Set in 1888, Scotland Yard's new recruits have a tough case on their hands. Based on the real-life Whitehall mystery, there is a copycat Jack on the loose dropping body parts around London. Can investigators follow the trail and catch Jack before they disappear into the night.
To begin, players in Whitehall Mystery must decide which person is going to take on the role of copycat Jack. Once this has been decided the player who is Jack takes the screen and hides their movement sheet behind it. The rest of the players will choose an investigator to control.
Throughout the game, Jack must place a body part in each quadrant of the map. When placing a part, they must choose a number in a white circle. At the beginning of the game this player chooses 4 locations in which they will drop the body parts. These will be known as the discovery locations and Jack can visit these in any order. The Jack counter is then placed on the 0 of the board’s movement track. Jack then collects the red and yellow tokens and the special movement cards. These include carriages, alleyways, and boats.
The investigators then place their figures on one of the yellow bordered crossings. These are black squares with a yellow boarder.
Jack then drops a red marker on their first discovery location and moves. They will have 15 moves to make their way to the next drop point. If they manage to drop all parts successfully, they win the game. If they run out of moves or get arrested the investigators will win.
The Hunt Is On
Over 3 Whitehall Mystery rounds, Jack will have to navigate their way around the map to make it to 3 discovery locations. They must survive a round of cluing and arresting before they can make their drop. This sounds easy, but after each drop you narrow down where you will be heading next which shrinks the board. When it comes to the final drop, the investigators know which area you will be going to and can surround it. This makes slipping through the gaps challenging and tense!

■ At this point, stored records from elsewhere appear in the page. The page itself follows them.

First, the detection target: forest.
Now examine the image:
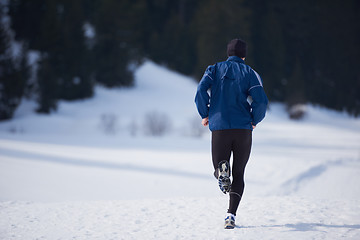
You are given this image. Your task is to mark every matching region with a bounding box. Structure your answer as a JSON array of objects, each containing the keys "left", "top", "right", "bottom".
[{"left": 0, "top": 0, "right": 360, "bottom": 120}]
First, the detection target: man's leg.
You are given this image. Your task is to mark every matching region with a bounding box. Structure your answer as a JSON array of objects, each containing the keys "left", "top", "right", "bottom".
[
  {"left": 211, "top": 130, "right": 232, "bottom": 178},
  {"left": 228, "top": 129, "right": 252, "bottom": 215}
]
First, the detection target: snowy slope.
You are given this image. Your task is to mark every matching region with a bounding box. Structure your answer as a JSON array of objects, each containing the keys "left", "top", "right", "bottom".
[{"left": 0, "top": 62, "right": 360, "bottom": 239}]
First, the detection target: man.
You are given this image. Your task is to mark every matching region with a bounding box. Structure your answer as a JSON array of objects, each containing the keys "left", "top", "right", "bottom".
[{"left": 195, "top": 39, "right": 268, "bottom": 229}]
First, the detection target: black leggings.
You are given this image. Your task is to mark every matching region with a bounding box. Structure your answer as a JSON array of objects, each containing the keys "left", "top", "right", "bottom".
[{"left": 211, "top": 129, "right": 252, "bottom": 215}]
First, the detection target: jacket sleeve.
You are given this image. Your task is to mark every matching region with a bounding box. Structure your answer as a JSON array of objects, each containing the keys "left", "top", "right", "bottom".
[
  {"left": 195, "top": 65, "right": 215, "bottom": 118},
  {"left": 249, "top": 69, "right": 268, "bottom": 125}
]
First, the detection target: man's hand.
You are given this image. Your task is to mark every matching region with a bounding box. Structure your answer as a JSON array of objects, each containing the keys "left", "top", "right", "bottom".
[{"left": 201, "top": 117, "right": 209, "bottom": 127}]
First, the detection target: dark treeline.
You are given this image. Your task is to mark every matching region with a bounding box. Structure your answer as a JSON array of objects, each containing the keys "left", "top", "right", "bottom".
[{"left": 0, "top": 0, "right": 360, "bottom": 119}]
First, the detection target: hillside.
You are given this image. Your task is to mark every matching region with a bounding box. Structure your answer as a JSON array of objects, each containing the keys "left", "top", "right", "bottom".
[{"left": 0, "top": 62, "right": 360, "bottom": 239}]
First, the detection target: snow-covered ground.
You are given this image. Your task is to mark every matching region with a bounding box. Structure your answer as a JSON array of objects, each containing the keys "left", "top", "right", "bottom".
[{"left": 0, "top": 61, "right": 360, "bottom": 239}]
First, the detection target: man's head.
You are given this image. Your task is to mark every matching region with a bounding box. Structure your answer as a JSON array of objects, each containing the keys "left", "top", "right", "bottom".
[{"left": 227, "top": 38, "right": 246, "bottom": 58}]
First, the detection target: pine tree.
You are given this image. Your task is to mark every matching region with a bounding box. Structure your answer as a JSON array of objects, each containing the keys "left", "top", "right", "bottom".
[
  {"left": 194, "top": 0, "right": 251, "bottom": 76},
  {"left": 0, "top": 16, "right": 28, "bottom": 120},
  {"left": 94, "top": 0, "right": 144, "bottom": 87}
]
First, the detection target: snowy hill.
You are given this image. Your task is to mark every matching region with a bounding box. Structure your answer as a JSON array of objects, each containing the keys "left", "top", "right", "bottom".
[{"left": 0, "top": 62, "right": 360, "bottom": 239}]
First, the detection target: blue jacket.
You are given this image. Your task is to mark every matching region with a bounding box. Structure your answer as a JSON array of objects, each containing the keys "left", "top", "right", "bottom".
[{"left": 195, "top": 56, "right": 268, "bottom": 131}]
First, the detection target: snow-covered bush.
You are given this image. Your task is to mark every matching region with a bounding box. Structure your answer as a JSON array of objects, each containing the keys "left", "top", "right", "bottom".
[
  {"left": 144, "top": 111, "right": 172, "bottom": 136},
  {"left": 100, "top": 113, "right": 118, "bottom": 134},
  {"left": 187, "top": 116, "right": 208, "bottom": 138}
]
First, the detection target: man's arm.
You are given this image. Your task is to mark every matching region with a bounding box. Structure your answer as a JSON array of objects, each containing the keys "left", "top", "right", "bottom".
[
  {"left": 249, "top": 70, "right": 268, "bottom": 125},
  {"left": 195, "top": 65, "right": 214, "bottom": 119}
]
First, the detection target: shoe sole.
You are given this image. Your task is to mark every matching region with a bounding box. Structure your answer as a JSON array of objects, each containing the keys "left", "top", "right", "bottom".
[{"left": 219, "top": 161, "right": 231, "bottom": 194}]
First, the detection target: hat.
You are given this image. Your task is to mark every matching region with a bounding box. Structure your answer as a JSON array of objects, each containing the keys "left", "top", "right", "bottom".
[{"left": 227, "top": 38, "right": 246, "bottom": 58}]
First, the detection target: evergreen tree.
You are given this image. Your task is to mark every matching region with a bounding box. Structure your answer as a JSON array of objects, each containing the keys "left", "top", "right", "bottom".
[
  {"left": 194, "top": 0, "right": 251, "bottom": 77},
  {"left": 0, "top": 16, "right": 28, "bottom": 120},
  {"left": 94, "top": 0, "right": 144, "bottom": 87}
]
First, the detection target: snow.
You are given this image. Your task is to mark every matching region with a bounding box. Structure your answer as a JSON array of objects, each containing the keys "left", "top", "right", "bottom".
[{"left": 0, "top": 61, "right": 360, "bottom": 239}]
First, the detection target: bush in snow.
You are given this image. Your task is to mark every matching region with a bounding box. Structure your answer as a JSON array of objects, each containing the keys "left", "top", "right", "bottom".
[
  {"left": 287, "top": 104, "right": 306, "bottom": 120},
  {"left": 144, "top": 111, "right": 171, "bottom": 136},
  {"left": 100, "top": 113, "right": 118, "bottom": 134}
]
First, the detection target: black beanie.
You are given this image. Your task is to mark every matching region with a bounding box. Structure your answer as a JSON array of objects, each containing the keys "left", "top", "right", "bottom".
[{"left": 227, "top": 38, "right": 246, "bottom": 58}]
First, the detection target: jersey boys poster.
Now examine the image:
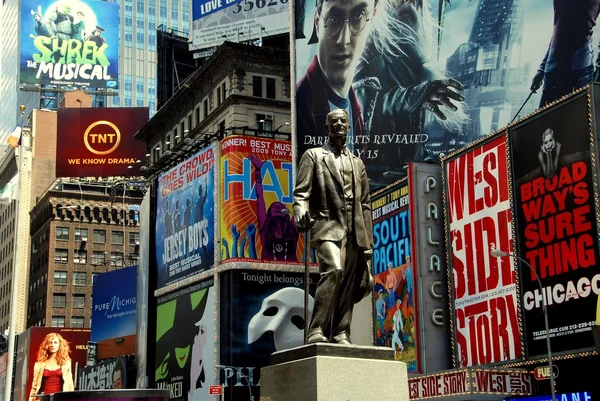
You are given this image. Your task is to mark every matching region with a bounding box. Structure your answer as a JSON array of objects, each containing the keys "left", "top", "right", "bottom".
[
  {"left": 15, "top": 0, "right": 119, "bottom": 89},
  {"left": 510, "top": 95, "right": 600, "bottom": 357},
  {"left": 444, "top": 134, "right": 522, "bottom": 367},
  {"left": 371, "top": 179, "right": 419, "bottom": 372},
  {"left": 220, "top": 136, "right": 304, "bottom": 264},
  {"left": 156, "top": 145, "right": 215, "bottom": 288},
  {"left": 155, "top": 280, "right": 215, "bottom": 401}
]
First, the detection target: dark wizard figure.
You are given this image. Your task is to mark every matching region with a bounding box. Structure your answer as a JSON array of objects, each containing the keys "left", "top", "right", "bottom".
[
  {"left": 531, "top": 0, "right": 600, "bottom": 107},
  {"left": 294, "top": 109, "right": 373, "bottom": 344}
]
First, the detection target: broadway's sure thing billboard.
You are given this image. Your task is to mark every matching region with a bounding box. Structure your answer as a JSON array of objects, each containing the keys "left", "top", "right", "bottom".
[
  {"left": 295, "top": 0, "right": 598, "bottom": 182},
  {"left": 90, "top": 266, "right": 137, "bottom": 342},
  {"left": 444, "top": 134, "right": 522, "bottom": 367},
  {"left": 20, "top": 0, "right": 119, "bottom": 88},
  {"left": 510, "top": 94, "right": 600, "bottom": 357},
  {"left": 155, "top": 280, "right": 215, "bottom": 401},
  {"left": 156, "top": 145, "right": 215, "bottom": 288},
  {"left": 371, "top": 179, "right": 419, "bottom": 373},
  {"left": 220, "top": 136, "right": 304, "bottom": 264},
  {"left": 218, "top": 270, "right": 319, "bottom": 401},
  {"left": 190, "top": 0, "right": 289, "bottom": 50},
  {"left": 56, "top": 107, "right": 149, "bottom": 177},
  {"left": 77, "top": 357, "right": 127, "bottom": 390}
]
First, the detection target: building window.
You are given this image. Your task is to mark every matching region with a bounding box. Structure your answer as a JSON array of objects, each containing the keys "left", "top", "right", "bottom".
[
  {"left": 110, "top": 252, "right": 124, "bottom": 267},
  {"left": 52, "top": 294, "right": 67, "bottom": 308},
  {"left": 73, "top": 249, "right": 87, "bottom": 265},
  {"left": 54, "top": 248, "right": 69, "bottom": 263},
  {"left": 110, "top": 231, "right": 124, "bottom": 245},
  {"left": 73, "top": 294, "right": 85, "bottom": 309},
  {"left": 267, "top": 78, "right": 275, "bottom": 99},
  {"left": 73, "top": 272, "right": 87, "bottom": 287},
  {"left": 256, "top": 114, "right": 273, "bottom": 131},
  {"left": 94, "top": 230, "right": 106, "bottom": 244},
  {"left": 75, "top": 228, "right": 87, "bottom": 241},
  {"left": 129, "top": 233, "right": 140, "bottom": 246},
  {"left": 71, "top": 316, "right": 84, "bottom": 329},
  {"left": 54, "top": 271, "right": 67, "bottom": 285},
  {"left": 92, "top": 251, "right": 106, "bottom": 265},
  {"left": 252, "top": 75, "right": 262, "bottom": 97},
  {"left": 52, "top": 316, "right": 65, "bottom": 327},
  {"left": 56, "top": 227, "right": 69, "bottom": 241}
]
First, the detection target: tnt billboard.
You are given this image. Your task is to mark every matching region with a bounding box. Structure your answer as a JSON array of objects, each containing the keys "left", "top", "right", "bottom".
[
  {"left": 56, "top": 107, "right": 149, "bottom": 177},
  {"left": 19, "top": 0, "right": 119, "bottom": 88},
  {"left": 443, "top": 134, "right": 522, "bottom": 367}
]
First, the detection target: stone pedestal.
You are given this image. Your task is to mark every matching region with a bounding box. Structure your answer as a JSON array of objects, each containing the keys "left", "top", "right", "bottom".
[{"left": 260, "top": 343, "right": 409, "bottom": 401}]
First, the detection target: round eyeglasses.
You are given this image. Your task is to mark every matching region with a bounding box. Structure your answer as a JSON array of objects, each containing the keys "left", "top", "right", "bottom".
[{"left": 325, "top": 11, "right": 371, "bottom": 38}]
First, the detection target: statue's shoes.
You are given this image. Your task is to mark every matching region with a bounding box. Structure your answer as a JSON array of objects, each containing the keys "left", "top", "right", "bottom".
[
  {"left": 331, "top": 332, "right": 352, "bottom": 345},
  {"left": 308, "top": 330, "right": 329, "bottom": 344}
]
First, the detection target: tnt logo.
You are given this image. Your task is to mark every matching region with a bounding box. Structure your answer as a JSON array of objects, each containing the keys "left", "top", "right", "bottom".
[{"left": 83, "top": 121, "right": 121, "bottom": 156}]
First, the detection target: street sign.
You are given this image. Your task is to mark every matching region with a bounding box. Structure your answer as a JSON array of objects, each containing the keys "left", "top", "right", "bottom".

As an investigator, it is exciting when you finally catch a clue and start to pick up where Jack has been. Yet, it’s easy to second guess yourself and move out of formation on a whim that Jack may have tried to flank you. Most of the time, Jack is stood in front of you hoping you don’t arrest them on a last-minute hunch. This role works well with one person playing the investigators and with 3 people controlling them individually. When you play this role with others, it is fun to bounce theories off one another and strategise.
The way the game balances gameplay for both parties is satisfying. However, it is hard to be Jack in this game. Due to the small board, there aren’t many places to go where the investigators cannot easily follow. You have to use your abilities wisely and try not use them up too quickly. If you drop a body part close to an investigator, and you don’t have carriage, it makes escaping near impossible as the investigators can close in quickly for the arrest. I have yet to see Jack win this game.
Whitehall Mystery is a great deduction game for 2-4 players. One player plays Jack, and the rest must try and deduce where they are and catch them. It’s a great setup for cat and mouse gameplay with palpable tension throughout! Unlike its predecessor, Letters to Whitechapel, this game is streamlined which makes it punchier. The setup is quick and the rules easy to teach. Also, the chase is quicker which means you can polish a game off in about 80 minutes at a push. A few new abilities help scale difficulty, and you can add in elements of the first game to help Jack out. You get the same hide and seek feeling that you do with Whitechapel with half the runtime and setup.
The theme may be a bit grizzly, and the developers haven’t shied away from this. The detectives are based on those from the unsolved case and the testimonies from it can be found throughout the rulebook. The board is less bloody than the original so could be seen as more child friendly.
Despite building on Whitechapel, Whitehall does have some shortcomings of its own. This game only caters up to 4 rather than 6 and it doesn’t offer as many unique elements which make Whitechapel so dynamic and tactful. Whitehall, at times, can seem a bit skin deep as there are only so many things you can mix up before you feel like you’ve tried everything.
Overall, this game is perfect for those that want a quick, heart pounding deduction game. It’s easy to play, setup, and delivers a great chase as one player tries to outmanoeuvre the others in any way possible. Even if you have Whitechapel sat on your shelf, Whitehall has a place as it offers a similar experience in a smaller package which is great for when you don’t have hours to game or for holidays. This is a well-produced game which will have you biting your nails to the wick as you try to catch Jack, or as you barely make your escape.